In this short blog post, I’m gonna show you a super simple way to calculate genotype frequencies.
Let’s say we’re looking at a single spot in the DNA (a biallelic situation) with two possible versions, “A” and “a”. That means we can have three possible genotype combos: “AA”, “Aa”, and “aa”.
What we want to do is count how many times each of these genotypes shows up at each SNP.
Let’s create a random genotype matrix for 10 genotyped animals and 20 SNPs.
set.seed(995)
(M <- matrix(c(sample(0:2, 200, replace = TRUE)), nrow = 10))
Which gives us:
[,1] [,2] [,3] [,4] [,5] [,6] [,7] [,8] [,9] [,10] [,11] [,12] [,13] [,14] [,15] [,16] [,17] [,18] [,19] [,20]
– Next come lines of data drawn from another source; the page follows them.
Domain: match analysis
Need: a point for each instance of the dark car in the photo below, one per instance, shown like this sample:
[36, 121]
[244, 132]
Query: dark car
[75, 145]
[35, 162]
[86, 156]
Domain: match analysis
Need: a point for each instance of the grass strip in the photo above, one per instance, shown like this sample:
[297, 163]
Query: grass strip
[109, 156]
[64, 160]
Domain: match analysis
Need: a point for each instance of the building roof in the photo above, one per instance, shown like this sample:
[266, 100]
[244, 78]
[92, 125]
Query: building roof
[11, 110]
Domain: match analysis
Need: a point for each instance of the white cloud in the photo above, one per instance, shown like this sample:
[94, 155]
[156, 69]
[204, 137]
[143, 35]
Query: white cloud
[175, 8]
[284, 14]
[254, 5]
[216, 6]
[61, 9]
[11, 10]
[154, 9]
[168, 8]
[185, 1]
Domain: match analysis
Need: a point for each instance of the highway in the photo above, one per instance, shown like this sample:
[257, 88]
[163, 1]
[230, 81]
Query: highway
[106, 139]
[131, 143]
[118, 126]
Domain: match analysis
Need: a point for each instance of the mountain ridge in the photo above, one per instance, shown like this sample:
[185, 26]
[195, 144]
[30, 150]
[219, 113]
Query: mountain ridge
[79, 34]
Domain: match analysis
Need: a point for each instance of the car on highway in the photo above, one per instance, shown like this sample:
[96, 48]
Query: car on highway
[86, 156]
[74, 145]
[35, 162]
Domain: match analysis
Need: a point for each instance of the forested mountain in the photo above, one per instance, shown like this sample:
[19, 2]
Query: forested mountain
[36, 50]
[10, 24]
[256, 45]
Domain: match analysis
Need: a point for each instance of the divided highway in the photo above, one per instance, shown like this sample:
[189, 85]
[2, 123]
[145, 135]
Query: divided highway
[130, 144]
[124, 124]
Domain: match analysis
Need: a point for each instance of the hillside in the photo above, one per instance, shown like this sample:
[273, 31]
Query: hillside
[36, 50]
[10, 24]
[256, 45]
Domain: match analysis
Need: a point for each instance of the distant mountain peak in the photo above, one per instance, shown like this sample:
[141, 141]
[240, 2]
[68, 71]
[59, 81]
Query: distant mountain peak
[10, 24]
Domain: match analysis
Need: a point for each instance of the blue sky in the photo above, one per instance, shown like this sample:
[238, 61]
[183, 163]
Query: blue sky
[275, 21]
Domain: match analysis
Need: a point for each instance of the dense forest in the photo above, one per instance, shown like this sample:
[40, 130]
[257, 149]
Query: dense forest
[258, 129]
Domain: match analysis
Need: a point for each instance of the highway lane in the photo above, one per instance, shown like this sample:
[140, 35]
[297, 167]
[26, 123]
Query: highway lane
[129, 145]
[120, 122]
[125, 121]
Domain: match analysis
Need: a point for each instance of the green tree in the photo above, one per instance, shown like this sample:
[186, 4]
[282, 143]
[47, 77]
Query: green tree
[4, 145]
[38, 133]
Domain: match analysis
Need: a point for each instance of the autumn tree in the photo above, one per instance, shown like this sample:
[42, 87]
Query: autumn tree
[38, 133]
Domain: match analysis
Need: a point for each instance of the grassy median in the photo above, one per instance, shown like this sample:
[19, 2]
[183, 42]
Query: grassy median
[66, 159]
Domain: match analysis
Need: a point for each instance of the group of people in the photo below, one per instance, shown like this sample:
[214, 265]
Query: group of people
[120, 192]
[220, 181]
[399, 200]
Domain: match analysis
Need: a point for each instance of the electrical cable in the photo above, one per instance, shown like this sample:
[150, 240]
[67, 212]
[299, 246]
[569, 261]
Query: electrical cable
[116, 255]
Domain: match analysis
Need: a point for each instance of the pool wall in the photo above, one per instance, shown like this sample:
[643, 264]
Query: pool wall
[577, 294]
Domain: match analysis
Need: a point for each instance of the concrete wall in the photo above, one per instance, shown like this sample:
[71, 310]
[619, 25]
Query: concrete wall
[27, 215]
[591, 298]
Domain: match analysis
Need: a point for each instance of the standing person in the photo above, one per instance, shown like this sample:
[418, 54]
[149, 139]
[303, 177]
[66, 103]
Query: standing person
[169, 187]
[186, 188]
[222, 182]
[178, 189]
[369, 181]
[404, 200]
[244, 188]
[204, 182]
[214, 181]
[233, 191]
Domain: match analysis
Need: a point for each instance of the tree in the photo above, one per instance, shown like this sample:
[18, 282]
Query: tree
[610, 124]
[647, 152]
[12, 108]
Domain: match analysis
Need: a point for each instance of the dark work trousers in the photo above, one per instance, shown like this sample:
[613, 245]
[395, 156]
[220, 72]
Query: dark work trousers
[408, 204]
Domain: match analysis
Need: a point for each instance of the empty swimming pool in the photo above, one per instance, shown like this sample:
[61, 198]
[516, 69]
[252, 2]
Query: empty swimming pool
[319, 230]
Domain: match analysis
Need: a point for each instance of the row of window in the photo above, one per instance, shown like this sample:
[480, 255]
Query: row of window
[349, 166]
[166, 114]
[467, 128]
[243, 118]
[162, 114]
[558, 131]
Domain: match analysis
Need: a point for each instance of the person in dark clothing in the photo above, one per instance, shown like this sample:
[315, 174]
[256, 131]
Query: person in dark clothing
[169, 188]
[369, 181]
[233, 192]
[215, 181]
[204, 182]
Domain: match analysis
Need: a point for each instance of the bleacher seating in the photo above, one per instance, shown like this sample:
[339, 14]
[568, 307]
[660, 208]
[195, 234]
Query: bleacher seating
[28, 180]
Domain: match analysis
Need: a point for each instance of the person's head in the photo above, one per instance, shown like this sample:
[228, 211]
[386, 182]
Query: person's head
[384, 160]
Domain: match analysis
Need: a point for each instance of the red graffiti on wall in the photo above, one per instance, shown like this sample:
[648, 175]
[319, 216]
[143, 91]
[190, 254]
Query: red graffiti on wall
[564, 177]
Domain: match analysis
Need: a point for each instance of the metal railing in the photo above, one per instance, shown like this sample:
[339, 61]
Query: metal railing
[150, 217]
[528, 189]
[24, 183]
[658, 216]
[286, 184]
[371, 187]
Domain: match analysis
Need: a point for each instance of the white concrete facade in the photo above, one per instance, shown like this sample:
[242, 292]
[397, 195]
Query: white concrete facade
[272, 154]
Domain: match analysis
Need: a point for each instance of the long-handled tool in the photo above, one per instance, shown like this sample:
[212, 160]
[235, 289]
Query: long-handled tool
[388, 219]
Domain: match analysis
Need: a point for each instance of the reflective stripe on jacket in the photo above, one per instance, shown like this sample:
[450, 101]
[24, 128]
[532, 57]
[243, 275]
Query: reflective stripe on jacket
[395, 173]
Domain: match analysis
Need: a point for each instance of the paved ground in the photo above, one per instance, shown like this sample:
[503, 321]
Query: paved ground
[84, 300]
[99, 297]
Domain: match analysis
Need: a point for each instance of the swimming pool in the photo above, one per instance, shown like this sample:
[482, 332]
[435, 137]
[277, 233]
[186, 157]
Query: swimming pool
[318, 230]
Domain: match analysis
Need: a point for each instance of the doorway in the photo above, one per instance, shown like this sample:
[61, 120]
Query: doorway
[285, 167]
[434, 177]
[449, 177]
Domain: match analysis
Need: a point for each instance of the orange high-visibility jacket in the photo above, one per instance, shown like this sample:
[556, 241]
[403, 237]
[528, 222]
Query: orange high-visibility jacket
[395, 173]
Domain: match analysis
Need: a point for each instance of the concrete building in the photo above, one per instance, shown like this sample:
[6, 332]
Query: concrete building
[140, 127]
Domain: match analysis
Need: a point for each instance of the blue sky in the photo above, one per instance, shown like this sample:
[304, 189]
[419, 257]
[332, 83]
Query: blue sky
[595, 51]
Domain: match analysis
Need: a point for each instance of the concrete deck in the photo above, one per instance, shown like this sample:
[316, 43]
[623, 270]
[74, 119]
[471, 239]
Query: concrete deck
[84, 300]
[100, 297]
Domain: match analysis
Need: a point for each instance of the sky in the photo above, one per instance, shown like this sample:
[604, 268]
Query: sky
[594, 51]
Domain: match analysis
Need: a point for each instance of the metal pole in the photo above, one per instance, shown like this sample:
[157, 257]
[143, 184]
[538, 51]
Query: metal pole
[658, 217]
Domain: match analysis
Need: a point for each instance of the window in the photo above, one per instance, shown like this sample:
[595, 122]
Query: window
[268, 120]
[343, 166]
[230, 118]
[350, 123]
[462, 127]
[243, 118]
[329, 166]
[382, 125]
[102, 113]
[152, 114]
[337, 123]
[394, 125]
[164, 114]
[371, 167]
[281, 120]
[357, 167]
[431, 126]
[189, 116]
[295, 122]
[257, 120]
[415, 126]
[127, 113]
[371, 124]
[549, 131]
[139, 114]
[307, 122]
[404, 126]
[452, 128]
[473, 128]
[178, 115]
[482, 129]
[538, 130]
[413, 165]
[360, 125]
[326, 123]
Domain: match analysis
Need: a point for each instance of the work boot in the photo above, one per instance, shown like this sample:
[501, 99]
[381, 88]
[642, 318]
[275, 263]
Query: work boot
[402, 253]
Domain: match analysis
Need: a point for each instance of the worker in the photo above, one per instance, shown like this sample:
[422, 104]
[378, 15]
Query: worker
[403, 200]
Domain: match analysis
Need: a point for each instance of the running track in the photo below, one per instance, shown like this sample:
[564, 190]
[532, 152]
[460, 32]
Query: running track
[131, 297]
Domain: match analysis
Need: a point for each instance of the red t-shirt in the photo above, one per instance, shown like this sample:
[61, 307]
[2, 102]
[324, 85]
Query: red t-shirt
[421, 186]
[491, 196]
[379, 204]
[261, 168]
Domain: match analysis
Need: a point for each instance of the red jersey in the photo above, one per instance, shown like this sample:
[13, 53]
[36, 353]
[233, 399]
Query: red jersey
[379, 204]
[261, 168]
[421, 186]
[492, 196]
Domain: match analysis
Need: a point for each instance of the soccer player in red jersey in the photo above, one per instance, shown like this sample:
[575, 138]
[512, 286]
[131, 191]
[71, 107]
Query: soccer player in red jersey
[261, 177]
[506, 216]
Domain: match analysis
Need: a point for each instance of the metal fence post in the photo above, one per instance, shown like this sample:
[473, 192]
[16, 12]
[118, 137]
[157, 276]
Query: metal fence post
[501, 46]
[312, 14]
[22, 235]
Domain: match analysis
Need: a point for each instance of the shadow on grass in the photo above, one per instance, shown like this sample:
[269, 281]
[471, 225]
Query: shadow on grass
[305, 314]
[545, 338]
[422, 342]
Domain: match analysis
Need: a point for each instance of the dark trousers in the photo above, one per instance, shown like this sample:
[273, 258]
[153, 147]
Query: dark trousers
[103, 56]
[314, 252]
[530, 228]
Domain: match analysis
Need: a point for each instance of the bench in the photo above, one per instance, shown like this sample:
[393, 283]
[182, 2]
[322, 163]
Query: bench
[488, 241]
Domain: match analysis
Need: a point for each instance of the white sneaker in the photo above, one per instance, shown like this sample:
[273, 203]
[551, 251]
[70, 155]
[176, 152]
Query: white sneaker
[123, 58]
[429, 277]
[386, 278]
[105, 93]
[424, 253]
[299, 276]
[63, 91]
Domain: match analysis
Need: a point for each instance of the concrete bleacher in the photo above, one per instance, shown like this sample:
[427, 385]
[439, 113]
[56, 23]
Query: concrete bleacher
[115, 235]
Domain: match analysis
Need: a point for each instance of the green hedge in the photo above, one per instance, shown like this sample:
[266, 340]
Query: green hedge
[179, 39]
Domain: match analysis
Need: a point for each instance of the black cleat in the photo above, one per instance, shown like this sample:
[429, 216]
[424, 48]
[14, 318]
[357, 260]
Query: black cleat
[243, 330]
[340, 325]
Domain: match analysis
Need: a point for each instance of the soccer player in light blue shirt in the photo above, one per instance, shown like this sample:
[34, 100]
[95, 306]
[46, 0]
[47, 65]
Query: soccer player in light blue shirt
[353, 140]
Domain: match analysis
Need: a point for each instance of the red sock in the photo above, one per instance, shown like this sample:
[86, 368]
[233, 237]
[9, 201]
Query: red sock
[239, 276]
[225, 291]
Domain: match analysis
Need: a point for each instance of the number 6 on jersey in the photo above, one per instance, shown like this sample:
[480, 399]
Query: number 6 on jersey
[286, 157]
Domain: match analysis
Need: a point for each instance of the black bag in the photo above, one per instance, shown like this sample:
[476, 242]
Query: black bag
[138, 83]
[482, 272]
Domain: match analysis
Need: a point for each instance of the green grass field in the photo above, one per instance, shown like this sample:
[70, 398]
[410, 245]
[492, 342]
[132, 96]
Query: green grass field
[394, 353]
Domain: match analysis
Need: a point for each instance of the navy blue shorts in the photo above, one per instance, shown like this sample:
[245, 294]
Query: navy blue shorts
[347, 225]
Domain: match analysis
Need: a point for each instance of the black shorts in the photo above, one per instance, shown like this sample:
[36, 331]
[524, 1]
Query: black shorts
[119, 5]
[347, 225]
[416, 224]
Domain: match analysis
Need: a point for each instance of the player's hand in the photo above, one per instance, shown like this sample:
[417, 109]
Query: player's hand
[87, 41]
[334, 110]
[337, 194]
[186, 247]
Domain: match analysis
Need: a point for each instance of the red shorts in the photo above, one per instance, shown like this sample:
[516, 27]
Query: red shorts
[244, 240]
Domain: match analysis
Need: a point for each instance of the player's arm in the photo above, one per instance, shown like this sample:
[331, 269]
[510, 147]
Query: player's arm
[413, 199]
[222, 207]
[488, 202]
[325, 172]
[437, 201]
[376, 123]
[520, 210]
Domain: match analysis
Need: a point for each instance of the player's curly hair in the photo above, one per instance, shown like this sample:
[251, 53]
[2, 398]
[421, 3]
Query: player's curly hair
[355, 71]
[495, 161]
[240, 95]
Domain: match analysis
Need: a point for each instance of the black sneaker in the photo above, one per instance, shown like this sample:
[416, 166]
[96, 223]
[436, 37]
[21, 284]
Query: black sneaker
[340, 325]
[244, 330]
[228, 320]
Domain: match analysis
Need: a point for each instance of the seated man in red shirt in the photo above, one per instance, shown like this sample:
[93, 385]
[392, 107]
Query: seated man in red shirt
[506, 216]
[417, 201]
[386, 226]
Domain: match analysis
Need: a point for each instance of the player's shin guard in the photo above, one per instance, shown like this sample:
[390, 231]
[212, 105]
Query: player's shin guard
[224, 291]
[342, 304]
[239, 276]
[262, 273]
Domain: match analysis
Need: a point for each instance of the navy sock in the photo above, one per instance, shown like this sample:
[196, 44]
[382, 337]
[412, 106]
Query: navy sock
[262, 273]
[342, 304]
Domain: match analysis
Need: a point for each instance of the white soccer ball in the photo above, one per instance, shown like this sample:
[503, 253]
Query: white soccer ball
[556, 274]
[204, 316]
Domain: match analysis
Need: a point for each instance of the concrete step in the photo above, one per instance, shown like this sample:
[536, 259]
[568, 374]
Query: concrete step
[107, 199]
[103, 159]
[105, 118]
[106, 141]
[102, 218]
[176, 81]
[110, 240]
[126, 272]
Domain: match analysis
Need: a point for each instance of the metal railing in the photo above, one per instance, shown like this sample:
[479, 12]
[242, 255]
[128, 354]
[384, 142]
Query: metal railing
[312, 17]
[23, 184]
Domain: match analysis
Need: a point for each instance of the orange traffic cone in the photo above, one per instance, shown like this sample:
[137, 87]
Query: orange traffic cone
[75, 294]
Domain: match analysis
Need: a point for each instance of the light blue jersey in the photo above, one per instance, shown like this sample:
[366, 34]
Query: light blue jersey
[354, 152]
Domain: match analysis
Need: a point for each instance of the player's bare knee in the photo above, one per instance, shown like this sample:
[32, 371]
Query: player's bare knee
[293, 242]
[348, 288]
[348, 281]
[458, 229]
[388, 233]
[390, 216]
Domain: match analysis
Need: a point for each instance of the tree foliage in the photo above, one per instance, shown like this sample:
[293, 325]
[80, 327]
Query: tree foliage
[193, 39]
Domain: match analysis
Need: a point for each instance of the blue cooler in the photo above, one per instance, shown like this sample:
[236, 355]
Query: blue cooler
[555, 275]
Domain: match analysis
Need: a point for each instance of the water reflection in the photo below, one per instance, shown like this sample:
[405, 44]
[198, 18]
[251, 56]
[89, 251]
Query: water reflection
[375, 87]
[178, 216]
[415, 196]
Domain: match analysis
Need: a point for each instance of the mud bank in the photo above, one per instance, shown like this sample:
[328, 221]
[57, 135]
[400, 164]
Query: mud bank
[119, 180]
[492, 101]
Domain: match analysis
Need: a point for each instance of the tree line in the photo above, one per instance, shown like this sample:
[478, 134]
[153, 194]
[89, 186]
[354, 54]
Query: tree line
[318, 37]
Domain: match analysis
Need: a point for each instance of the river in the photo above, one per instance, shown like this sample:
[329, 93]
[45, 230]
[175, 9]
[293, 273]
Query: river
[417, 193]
[1,] 2 0 2 1 0 2 1 1 1 0 1 1 2 1 0 1 2 0 1 1
[2,] 1 2 0 0 1 1 1 2 2 0 0 2 2 0 1 2 2 2 1 0
[3,] 0 0 2 1 0 1 2 1 0 2 2 1 1 0 0 0 0 2 0 1
[4,] 1 1 2 1 0 2 2 1 1 1 0 1 2 1 0 2 2 0 2 0
[5,] 0 2 1 1 2 2 2 1 1 2 1 0 2 2 2 1 2 0 1 1
[6,] 0 1 2 0 0 0 2 0 0 0 0 1 0 1 0 1 1 1 1 2
[7,] 2 2 2 2 0 0 1 0 0 2 1 0 2 2 1 0 2 0 0 0
[8,] 2 1 2 1 1 1 0 1 0 0 2 1 0 1 1 2 2 2 0 1
[9,] 2 1 0 2 0 0 0 0 0 0 0 0 0 2 0 1 0 0 2 2
[10,] 2 2 0 2 0 0 1 0 0 1 0 1 1 2 0 1 1 2 0 2
M
can either be a regular matrix
, a Matrix
(from the Matrix package), a data.frame
, or a data.table
.
We can count the number of each genotype at each SNP in just three simple lines of R code:
(aa <- colSums(M == 0))
(Aa <- colSums(M == 1))
(AA <- colSums(M == 2))
And here are the results:
[1] 3 2 3 2 7 4 2 4 6 5 5 3 3 2 6 2 2 5 4 3
[1] 2 4 1 5 2 3 4 5 3 2 3 6 2 4 3 5 2 1 4 4
[1] 5 4 6 3 1 3 4 1 1 3 2 1 5 4 1 3 6 4 2 3
There you have it! A super quick way to get those genotype counts. Hope that was helpful!